2. Issues and challenges

Object detection is a difficult task mainly because of possible changes in the appearance of the object due to different consequences. The design of the potential method must consider the possible difficulties:

  • Intra-class variations: An object type can have a large number of variations (Figure 2 illustrates different types of chairs). This can pose a problem by using specific features, which do not cover all possible object variations.

  • Luminance conditions: Variations in luminance conditions change the appearance of the object, mainly in color and reflection.

  • Point of view: The majority of objects in the images are in three dimensions. The images are only two dimensions, which means that we can only see a particular view of the given object. The same object may differ from other points of view, which we must also be aware of. Different views of the same object cause the invisibility of different features. Not all features are visible from a single point of view.

  • Scale: The size of the object may differ, and there is a desire to be able to detect what the object gives to any size or scale.

  • Location: It is much easier if you know where the desired object is. The situation differs if you have a prior knowledge of the location of the object and no information about it or if you know that the image contains only one object, located in the center of the image.

  • Orientation: Humans do not have obvious problems recognizing the same object with a different orientation, but many algorithms do. Invariance to this possibility is often crucial.

  • Occlusion and truncation: Occlusion from one object to another often causes a lot of inconvenience. Sometimes even humans do not see enough features of the object to recognize correctly. Truncation is the same problem when you do not see certain parts of the object, because they are out of the picture.

  • Footprint: The background is almost nonexistent; an image contains only one chair. This situation is not typical in a real world. When you take the image of an object, there are almost always many other objects in the background, in which the recognition algorithm is usually not interested. The scene is often very complex, and it is difficult to recognize the object/objects desired among other objects.

  • Out of context: Context is often used to increase the likelihood of certain categories of common occurrences. For example, cars and roads are often associated, but we cannot rely too much on context because sometimes it can be misleading.

  • Multiple instances: The image often contains several objects of the same category. Some algorithms can identify regions of different categories in the image, but they cannot identify individual instances of the same object category.

  • Pose: One of the biggest challenges is the invariant detection of the pose. Many objects change their appearance by changing their shape. For example, it is desirable to detect a person in any posture of their body [1].

  • Instance level recognition vs. object class recognition. It is necessary to realize the difference between these problems. It is obvious that different methods are needed to recognize the human face in general and the person who uses the face.

Figure 2.

Image search results.

After analyzing the potential problems associated with recognition tasks, we believe that the direction to follow in imitating the human visual perception system is natural. The first moment of human comprehension of the image is a very general activity that analyzes the basic categories (buildings, men, cars, etc.). After getting the big picture, his attention focuses on the things that interest him. While focusing, humans observe objects of interest to enrich more details and see and recognize more features. A feature is a general term for describing a particular part of the object in order to enrich its appearance. A human has special predispositions on several objects (e.g., faces) and on situations (mainly of the danger and movement type) on which he is more sensitive to recognize. The typical situation is when you see someone away from you and you can recognize that it is a person. As you get closer, by focusing on this person, you are enriching and recognizing more and more elements that make it possible to distinguish whether he is a known person and to detect his name. Humans can do instance-level recognition as in the case presented, but they must first distinguish the object category to optimize the subsequent search.

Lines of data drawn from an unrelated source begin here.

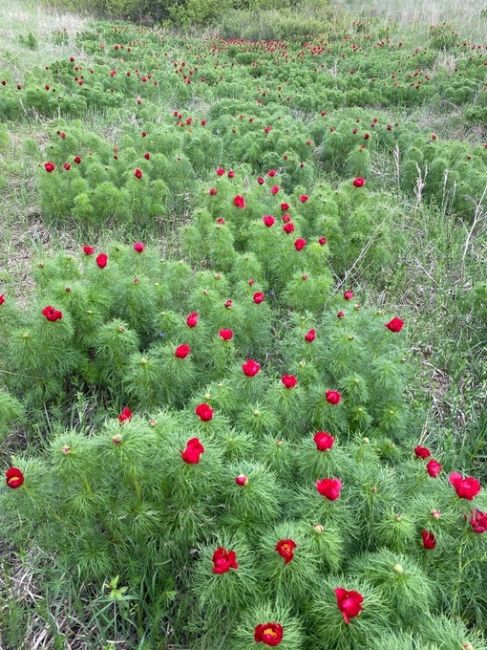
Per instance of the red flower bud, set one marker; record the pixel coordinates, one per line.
(324, 441)
(182, 351)
(226, 334)
(204, 412)
(224, 560)
(251, 367)
(192, 319)
(125, 415)
(102, 260)
(192, 452)
(395, 325)
(466, 487)
(429, 540)
(52, 314)
(330, 488)
(349, 603)
(270, 634)
(14, 477)
(333, 397)
(285, 548)
(422, 452)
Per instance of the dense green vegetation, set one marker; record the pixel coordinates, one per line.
(259, 311)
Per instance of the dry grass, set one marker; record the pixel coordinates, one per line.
(466, 16)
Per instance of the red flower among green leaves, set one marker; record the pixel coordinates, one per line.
(224, 560)
(192, 453)
(433, 467)
(478, 521)
(333, 397)
(466, 487)
(102, 260)
(330, 488)
(270, 634)
(52, 314)
(310, 336)
(192, 319)
(395, 325)
(286, 548)
(14, 477)
(251, 367)
(429, 540)
(182, 351)
(226, 334)
(349, 603)
(324, 441)
(125, 415)
(204, 412)
(289, 381)
(422, 452)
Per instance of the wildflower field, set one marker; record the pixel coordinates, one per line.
(243, 317)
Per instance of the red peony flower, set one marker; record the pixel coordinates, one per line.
(333, 396)
(14, 477)
(330, 488)
(349, 603)
(310, 336)
(251, 367)
(270, 634)
(204, 412)
(182, 351)
(125, 415)
(433, 468)
(289, 381)
(429, 540)
(52, 314)
(395, 325)
(102, 260)
(324, 441)
(466, 488)
(422, 452)
(224, 560)
(193, 451)
(285, 548)
(226, 334)
(192, 319)
(478, 521)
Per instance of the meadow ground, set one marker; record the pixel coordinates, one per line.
(419, 250)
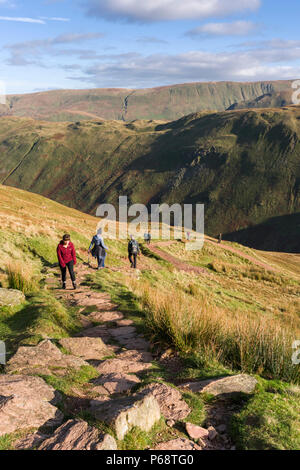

3. Biometric systems overview

3.1 History of biometrics

Biometrics has been a concern for centuries. Proving one’s identity reliably was done using several techniques. From prehistory man knew the uniqueness of fingerprints, which meant that signatures by fingerprints were sufficient to prove the identity of an individual. Indeed, two centuries before Christ, the Emperor Ts-In-She authenticated certain sealed with the fingerprint.

At the beginning of the nineteenth century, in France, Alphonse Bertillon launched the first steps of the scientific police. He proposed the first method of biometrics that can be described as a scientific approach: bertillonage allowed the identification of criminals through several physiological measures.

At the beginning of the twentieth century, biometry was rediscovered by William James Herschel, an English officer who had the idea of having his subcontractors sign their fingerprints to find them easily in case of unhonored contracts. As a result, police departments have begun using fingerprints as a unique and reliable feature to identify an individual.

Biometrics is constantly growing especially in the field of secure identity documents such as the national identity card, passport, or driving license. This technology is running on new platforms, including chip cards based on the microprocessor.

3.2 Biometric market development

The biometric market has undergone a great development thanks to the great number of advancement and innovation that this field has experienced in recent decades. This development is increasing as a result of the security concerns of several countries, which has pushed investment in this area and the widespread use of biometric solutions in several social and legal fields.

As shown by the statistics in Figure 3 between 2007 and 2015, there has been a considerable increase in the share of the private sector market due to the growing need for biometric solutions in this sector especially for smartphone and camera manufacturers.

Figure 3.

Distribution of the global biometric market.

According to ABI Research [2], the global biometric market will break the $30 billion mark by 2021, 118% higher than the 2015 market. In this context, consumer electronics, and smartphones in particular, are boosting the biometric sector: it is expected to sell two billion onboard fingerprint sensors in 2021, for an average annual increase of 40% in 5 years.

3.3 Biometric systems

A biometric system is a system that allows the recognition of a certain characteristic of an individual using mathematical algorithms and biometric data. There are several uses of biometric systems. There are systems that require enrollment upstream of users. Other identification systems do not require this phase.

  • Enrollment mode is a learning phase that aims to collect biometric information about who to identify. Several data acquisition campaigns can be carried out to ensure a certain robustness of the recognition system to temporal variations of the data. During this phase, the biometric characteristics of individuals are captured by a biometric sensor, and then represented in digital form (signatures), and finally stored in the database. The processing related to the enrollment has no time constraint, since it is performed “off-line.”

  • The verification or authentication mode is a “one-to-one” comparison, in which the system validates the identity of a person by comparing the biometric data entered with the biometric template of that person stored in the system’s database. In such a mode, the system must then answer the question related to the identity of the user. Currently the verification is carried out via a personal identification number, a user name, or a smart card.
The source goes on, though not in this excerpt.